The IBM Blue Gene/L system installed at the DOE research facility, runs at 478.2 teraflops or 478.2 trillion calculations per second, earning it the most powerful system on the Top 500 Super Computer list, which is published twice annually by the University of Mannheim, Germany, the University of Tennessee and the National Energy Research Scientific Computing Centers Lawrence-Berkeley National Laboratory. It was released at the International Supercomputer Conference in Reno, Nev., on Nov. 12.
To maintain the top spot, IBM and DOE researchers boosted peak performance increased its peak performance from 280.6 teraflops, with 40 additional server racks added to the Blue Gene/L systems 64 racks, each with 1,024 compute nodes that hold 2,048 IBM Power processor cores, said Herb Schultz, marketing manager of IBMs Deep Computing division.

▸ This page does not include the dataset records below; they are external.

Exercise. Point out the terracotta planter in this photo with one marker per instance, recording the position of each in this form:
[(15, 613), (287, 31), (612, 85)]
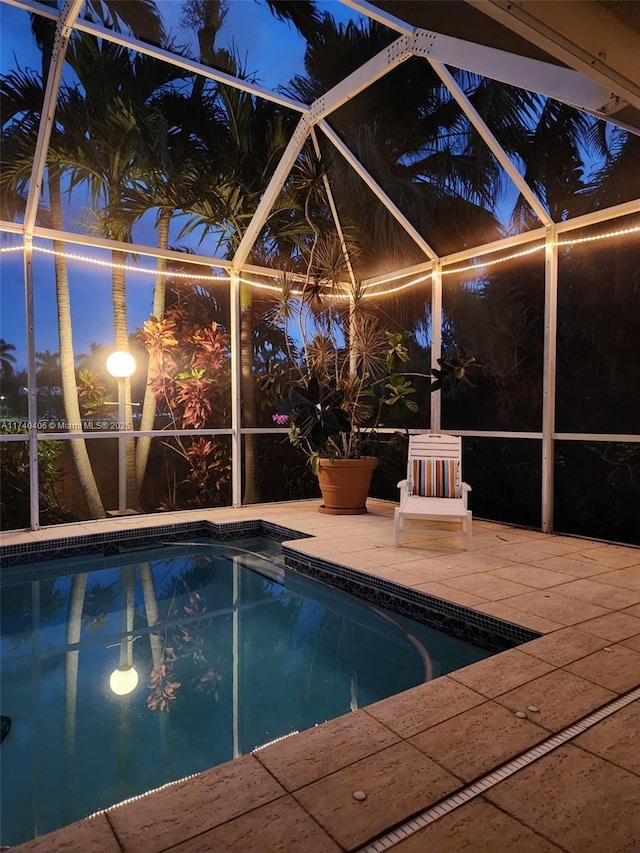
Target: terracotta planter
[(344, 484)]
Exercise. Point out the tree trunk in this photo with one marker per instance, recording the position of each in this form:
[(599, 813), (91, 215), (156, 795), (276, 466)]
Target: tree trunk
[(79, 452), (251, 492), (121, 337), (149, 403), (72, 660)]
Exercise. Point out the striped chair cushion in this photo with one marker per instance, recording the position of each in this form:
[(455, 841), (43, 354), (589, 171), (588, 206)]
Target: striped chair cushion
[(435, 478)]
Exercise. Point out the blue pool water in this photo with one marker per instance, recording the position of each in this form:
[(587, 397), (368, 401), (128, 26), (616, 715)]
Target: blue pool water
[(230, 650)]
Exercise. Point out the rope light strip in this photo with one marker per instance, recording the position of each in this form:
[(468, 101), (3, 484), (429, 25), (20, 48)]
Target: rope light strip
[(275, 289), (126, 267)]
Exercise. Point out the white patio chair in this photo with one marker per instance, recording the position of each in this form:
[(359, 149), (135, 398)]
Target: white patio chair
[(433, 488)]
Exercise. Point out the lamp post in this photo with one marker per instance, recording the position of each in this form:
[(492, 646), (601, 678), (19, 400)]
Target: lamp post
[(124, 679), (121, 365)]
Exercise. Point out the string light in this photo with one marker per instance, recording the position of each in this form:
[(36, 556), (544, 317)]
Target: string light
[(400, 287), (72, 256), (631, 230), (274, 288), (495, 261)]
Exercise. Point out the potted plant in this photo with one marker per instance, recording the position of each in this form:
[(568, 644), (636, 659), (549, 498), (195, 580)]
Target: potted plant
[(345, 375)]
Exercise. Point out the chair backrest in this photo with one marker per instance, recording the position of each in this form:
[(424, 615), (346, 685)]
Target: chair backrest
[(441, 477)]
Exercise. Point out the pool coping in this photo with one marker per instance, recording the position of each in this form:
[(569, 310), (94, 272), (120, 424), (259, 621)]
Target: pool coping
[(454, 619), (211, 806)]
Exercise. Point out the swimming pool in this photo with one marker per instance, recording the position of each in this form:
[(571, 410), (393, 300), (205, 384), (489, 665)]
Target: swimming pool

The Blue Gene/L system at the DOEs Lawrence Livermore lab is far ahead of the second most powerful system in the world, which happens to be an IBM Blue Gene/P system installed at Germanys Forschungszentrum Juelich research institute. This supercomputer has a peak Linpack benchmark performance of 167.3 teraflops. (The Linpack benchmark is the standard used to measure the performance of these supercomputers.)
The list, released Monday, showed that supercomputers are getting much more powerful in just a short amount of time. When the Top 500 list was released in June, three supercomputers broke the 100 teraflop mark in peak performance. The November list shows seven of the top 10 breaking 100 teraflops of performance.
The new list also shows that companies such as IBM, Sun Microsystems and others should be able to hit the next major milestone of supercomputing by next year, namely building machines that can hit a petaflop of performance, or one quadrillion calculations per second.
By attacking these types of problems with such large-scale systems, Schultz believes that IBM and other supercomputer vendors are gaining experience in tackling more mainstream IT issues for customers in financial services, oil and gas exploration and public utilities that need to run applications for massive workloads.
“This sort of looms over what they are doing,” Schultz said. “You have financial institutions running these huge financial modeling applications and you have oil and gas companies looking for resources in obscure places.”
IBM built four of the top 10 supercomputers on the new list, while Cray built three and Hewlett-Packard built two machines. SGI also built one of the supercomputers listed in the top 10. Overall, IBM built 232 supercomputers on the Top 500 list, while HP built a total of 166 supercomputers.
For the first time ever, an India research facilities has a supercomputer in the top 10. Earlier this year, the Computational Research Laboratories in Pune, India, installed an HP Cluster Platform 3000 BL 460c systems that had a peak performance of 117.9 teraflops. This makes it the fourth most powerful system in the world, according to the new list.
A total of 354 supercomputer systems—about 71 percent—on the Top 500 list use Intel processors, while 78 systems use processors from Advanced Micro Devices. Another 61 systems use IBM Power processors.
Editors Note: This story was updated to correct the percentage of supercomputer systems on the Top 500 list using Intel processors.